Leading mobile phone analysts say a “sea of sameness” is turning buyers away, with many considering gadgets such as cameras or virtual reality accessories instead.
“Phone manufacturers have gravitated towards a rectangular touch screen with a camera with a battery; but how do you make that different?” asked Ben Wood, an analyst with CCS Insight, in an interview with Al Jazeera.
“We went through a decade of innovation from ‘candy bar’ phones to ‘lips’ to ‘sliders’; there was always a reason to upgrade, but now that is starting to diminish.”
Thousands of mobile technology companies and tens of thousands of experts and analysts are gathered this week in the Spanish city of Barcelona for the World Mobile Congress, the world’s largest mobile technology event.
An estimated 1.6 billion mobile phones are sold each year worldwide, but only two of the top five makers – Samsung and Huawei – saw increased sales in the last quarter of 2015, signalling a change in the industry.
“The rising Chinese manufacturers are chasing business because their [domestic] market is slowing down,” says Wood.
“They are looking internationally, so that’s why Sony and HTC have gotten left behind, and companies like Samsung and LG are looking over their shoulders.”
Wood says that the arrival of cheap high-spec Chinese phones has put margins of all manufacturers under pressure and has forced them to look at other ways to make a profit.
“If your margins are being squeezed on your devices, you’ve got to find some other places where you make that up,” he told Al Jazeera.
“Samsung is making a big bet on virtual reality and the 360 camera [that] they have announced. LG is going with a modular phone, hoping they can sell people up.”

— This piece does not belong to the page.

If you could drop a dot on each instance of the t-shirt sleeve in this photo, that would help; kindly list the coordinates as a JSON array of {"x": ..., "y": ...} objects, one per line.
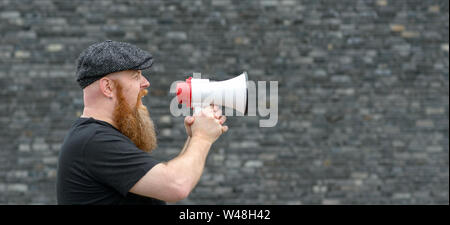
[{"x": 116, "y": 162}]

Influence on other products
Technology from mobile phones is also making its way into other products, including a pet and baggage tag that can be tracked worldwide at all times.
“The ability to tag and follow becomes really relevant,” said Michael O’Hara, the chief marketing officer of the GSMA, the association of mobile operators and related companies, which runs the Barcelona event.
“For instance, with your animals, you can fit them with a collar and follow them. The latest technology allows the batteries in those devices to last for up to 10 years.”
The mobile industry is also eager for an individual’s phone number to become the main means through which they can be identified online.
An installation at the event demonstrated the technology and how, by using a virtual shopping screen – currently being trialled at bus and metro stops in Dubai – commuters can shop on their way home from work using their mobile phone number.
“It’s a virtual shopping experience, but what they are actually showing there is that you are using your mobile number to authenticate that it is you, and then you can pay through your cell phone,” O’Hara said.